The Loeb Editor's Notes:

1 Book VII.xxxiv.45.

2 Cf. Book III.xi.12.

3 Literally "a slanting, or indirect, statement."

4 Probably modern Denmark.

Thayer's Note: Although what then should we make of § 20.4‑5, and in particular of "Brittia is towards the rear of Gaul, that side namely which faces the ocean, being, that is, to the north of both Spain and Britain"?

Looking only at the distance of the island from the shore of the continent given in the text (200 stades, which can only be vaguely approximated to 30 km given the uncertainty in the length of Procopius' stade, see my note to B. G. I.11.2), and especially at the tale Procopius can't resist telling us with his amusing show of diffidence in 20.47, my candidate is Heligoland, which would explain its name ("Holy Island"). On the other hand, "three very numerous nations" (20.6) will hardly fit there.

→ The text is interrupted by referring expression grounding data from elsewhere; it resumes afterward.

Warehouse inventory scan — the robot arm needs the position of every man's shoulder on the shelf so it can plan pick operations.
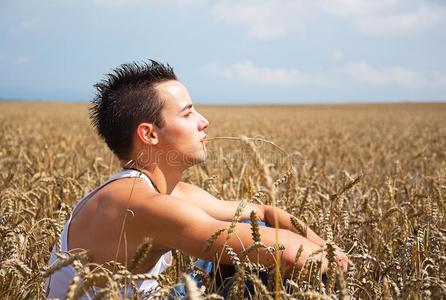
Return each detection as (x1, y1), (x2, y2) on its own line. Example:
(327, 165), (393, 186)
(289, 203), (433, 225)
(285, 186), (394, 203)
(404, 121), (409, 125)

A great deal, however, of what else Procopius says about Brittia, including the very name of the place, sounds very much like Britain, especially the garbled account of Hadrian's or Antonine's Wall in 20.42 — it will be remembered that ancient geographers regularly twisted Scotland around by ninety degrees (see Ptolemy's map), although Procopius would then, in addition, have got his directions reversed — so that we would have a duplication of the actual island of Britain under its own name and also "Brittia".

Diffidence on my part as well, then: such a tangled clump of vague and contradictory statements and Procopius not seeming ever to have visited the area make not only the identification but the very existence of Brittia problematic.

5 Procopius imagines England roughly five degrees too far to the west.

6 See Book VI.xv.4 ff.

7 The king.

8 i.e. Radigis.

9 i.e. as a dowry which she would bring to Radigis.